Wie im Reflexionspapier der Kommission zur sozialen Dimension Europas vom 26. April 2017, in der Mitteilung zur europäischen Säule sozialer Rechte, im EU-Rahmen für das Übereinkommen der Vereinten Nationen über die Rechte von Menschen mit Behinderungen und in der Mitteilung „Ein starkes soziales Europa für einen gerechten Übergang“ vom 14. Januar 2020 dargelegt, ist die Schaffung einer integrativeren und faireren Union eine zentrale Priorität der Union, um gegen Ungleichheit vorzugehen und Strategien zur sozialen Inklusion in Europa zu fördern.
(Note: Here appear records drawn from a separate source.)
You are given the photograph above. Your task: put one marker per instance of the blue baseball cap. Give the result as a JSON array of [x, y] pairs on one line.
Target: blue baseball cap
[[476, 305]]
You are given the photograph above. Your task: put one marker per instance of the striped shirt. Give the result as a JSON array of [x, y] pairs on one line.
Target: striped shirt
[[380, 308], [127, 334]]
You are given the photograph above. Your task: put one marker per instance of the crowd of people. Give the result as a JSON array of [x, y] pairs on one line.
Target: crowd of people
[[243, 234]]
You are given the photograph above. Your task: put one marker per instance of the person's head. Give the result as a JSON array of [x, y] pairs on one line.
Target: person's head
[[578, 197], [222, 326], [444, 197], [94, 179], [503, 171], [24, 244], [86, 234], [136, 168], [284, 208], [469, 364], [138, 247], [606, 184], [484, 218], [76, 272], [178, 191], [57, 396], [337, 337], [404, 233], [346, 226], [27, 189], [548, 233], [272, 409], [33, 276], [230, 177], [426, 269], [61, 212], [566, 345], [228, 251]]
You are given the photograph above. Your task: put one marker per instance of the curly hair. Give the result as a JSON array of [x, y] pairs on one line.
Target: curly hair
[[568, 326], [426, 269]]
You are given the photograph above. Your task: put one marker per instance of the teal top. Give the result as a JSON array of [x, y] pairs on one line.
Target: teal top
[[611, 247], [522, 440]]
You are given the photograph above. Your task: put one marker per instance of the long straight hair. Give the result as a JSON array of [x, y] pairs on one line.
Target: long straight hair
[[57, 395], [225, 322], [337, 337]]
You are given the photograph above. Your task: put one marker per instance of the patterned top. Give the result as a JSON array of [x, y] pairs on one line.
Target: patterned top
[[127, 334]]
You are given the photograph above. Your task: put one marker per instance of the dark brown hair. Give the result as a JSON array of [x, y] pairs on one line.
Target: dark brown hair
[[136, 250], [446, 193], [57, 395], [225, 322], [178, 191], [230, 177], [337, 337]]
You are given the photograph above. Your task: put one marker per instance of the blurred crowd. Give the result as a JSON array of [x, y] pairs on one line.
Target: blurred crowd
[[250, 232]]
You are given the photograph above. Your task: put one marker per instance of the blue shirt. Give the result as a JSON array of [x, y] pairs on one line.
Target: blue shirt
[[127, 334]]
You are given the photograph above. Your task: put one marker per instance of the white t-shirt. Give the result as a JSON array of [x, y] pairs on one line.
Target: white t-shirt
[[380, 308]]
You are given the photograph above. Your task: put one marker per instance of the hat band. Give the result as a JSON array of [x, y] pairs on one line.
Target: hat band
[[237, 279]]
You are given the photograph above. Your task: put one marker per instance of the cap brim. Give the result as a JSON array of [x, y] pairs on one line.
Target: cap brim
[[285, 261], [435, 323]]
Chancenungleichheit besteht insbesondere beim Zugang zu allgemeiner und beruflicher Bildung, zu Kultur und Beschäftigung sowie zur Gesundheitsversorgung und zu Sozialeinrichtungen. Insbesondere, wenn sie auf Unionsebene koordiniert werden, können durch Investitionen in eine auf Sozialkapital, Kompetenzen und Humankapital gestützte Wirtschaft sowie in die Integration schutzbedürftiger Bevölkerungsgruppen in die Gesellschaft die wirtschaftlichen Möglichkeiten verbessert werden. Die COVID-19-Krise hat gezeigt, dass ein erheblicher Bedarf an Investitionen in soziale Infrastruktur besteht. Aus dem Fonds „InvestEU“ sollten Investitionen in die allgemeine und berufliche Bildung gefördert werden, auch in die Neuqualifizierung und die berufliche Weiterbildung von Arbeitnehmern, unter anderem in Regionen, die von einer CO2-intensiven Wirtschaft abhängen und vom strukturellen Übergang zu einer Wirtschaft mit geringen CO2-Emissionen betroffen sind. Aus ihm sollten Projekte gefördert werden, die positive soziale Auswirkungen haben und mit denen die soziale Inklusion verbessert wird, indem sie dazu beitragen, die Beschäftigung insbesondere von nicht qualifizierten Arbeitnehmern und Langzeitarbeitslosen in allen Regionen zu erhöhen und die Lage in puncto Gleichstellung von Frauen und Männern, Chancengleichheit, Diskriminierungsverbot, Barrierefreiheit, Solidarität zwischen den Generationen, im Gesundheits- und Sozialbereich und bei Sozialwohnungen sowie in Bezug auf Obdachlosigkeit, digitale Integration, Gemeinwesenarbeit und die Rolle und den Platz junger Menschen in der Gesellschaft und für schutzbedürftige Personen, darunter Drittstaatsangehörige, zu verbessern. Mit dem Programm „InvestEU“ sollten auch europäische Kultur und Kreativität mit sozialer Zielsetzung gefördert werden.